Skip to content

Group

Bases: GEMComposite

A container for managing and comparing multiple pipeGEM.Model objects.

This class facilitates comparative analyses across a collection of metabolic models, such as comparing component numbers, calculating similarity indices (e.g., Jaccard), performing dimensionality reduction (PCA), and aggregating analysis results.

Parameters:

Name Type Description Default
group Union[List[Model], Dict[str, Model], Dict[str, List[Model]], Dict[str, Dict[str, Model]]]

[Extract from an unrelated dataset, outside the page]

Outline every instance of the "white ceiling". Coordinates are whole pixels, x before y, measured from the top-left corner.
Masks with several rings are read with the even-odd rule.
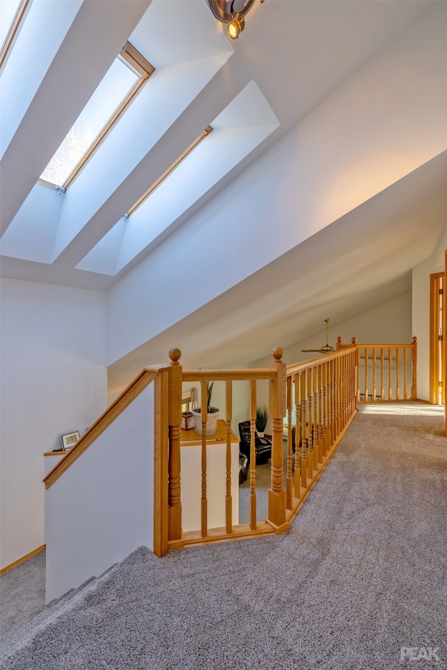
[[[52,6],[54,27],[43,44],[42,29],[36,23],[38,32],[34,37],[41,52],[34,61],[32,51],[27,54],[29,74],[17,80],[16,70],[33,43],[32,24],[25,22],[0,79],[0,211],[1,231],[6,231],[2,276],[107,290],[435,4],[431,0],[256,1],[244,33],[231,41],[206,0],[34,0],[29,18],[38,8],[43,21]],[[127,121],[124,114],[64,195],[37,184],[127,39],[156,68]],[[21,87],[17,80],[26,85]],[[262,98],[264,110],[261,120],[254,110],[242,124],[235,100],[249,89],[254,91],[255,107],[261,108]],[[8,112],[3,112],[6,100]],[[247,109],[250,104],[244,103]],[[197,179],[193,193],[189,189],[182,206],[170,209],[170,218],[154,234],[127,239],[124,253],[123,214],[204,128],[226,113],[231,128],[241,124],[254,134],[260,126],[264,131],[243,151],[222,160],[225,169],[215,178]],[[217,164],[222,146],[217,140],[214,148],[210,144],[203,157],[207,165]],[[242,364],[263,355],[279,338],[286,345],[319,330],[316,324],[323,306],[336,306],[341,320],[358,313],[365,298],[373,306],[409,290],[409,271],[434,253],[445,226],[446,170],[444,156],[428,162],[160,333],[110,368],[112,386],[122,385],[148,356],[164,360],[171,341],[188,348],[190,364],[198,360],[199,347],[201,364],[206,365],[207,357],[214,366]],[[423,231],[421,220],[426,222]],[[372,221],[374,239],[369,232]],[[321,236],[327,250],[324,276],[314,265],[317,248],[321,254]],[[293,272],[296,263],[302,270],[299,279]],[[262,299],[256,298],[260,295]],[[268,320],[262,316],[263,307],[270,314]],[[230,332],[231,338],[224,332]]]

The collection of models to include in the group. Can be provided as: - A list of pipeGEM.Model objects. - A dictionary mapping desired name tags to cobra.Model objects. - A dictionary mapping subgroup names to lists of pipeGEM.Model objects. - A dictionary mapping subgroup names to dictionaries mapping model names to cobra.Model objects.

required
name_tag str

An identifier for this group. Defaults to "Unnamed_group".

None
factors DataFrame

A DataFrame providing annotations for the models in the group. Index should correspond to model name tags, columns are annotation keys.

None
**kwargs

Additional annotations provided as key-value pairs, where keys are annotation names and values are dictionaries mapping model name tags to annotation values (e.g., condition={'model1': 'control', 'model2': 'treated'}).

{}

Raises:

Type Description
ValueError

If input models have non-unique name tags or if the input group format is invalid.

TypeError

If elements within the input group are not of the expected types.

KeyError

If annotation dictionaries or factor DataFrames refer to model names not present in the group.

annotation property

annotation: DataFrame

pd.DataFrame: Combined annotations from models and the group level.

reaction_ids property

reaction_ids: List[str]

List[str]: A list of unique reaction IDs across all models in the group.

metabolite_ids property

metabolite_ids: List[str]

List[str]: A list of unique metabolite IDs across all models in the group.

gene_ids property

gene_ids: List[str]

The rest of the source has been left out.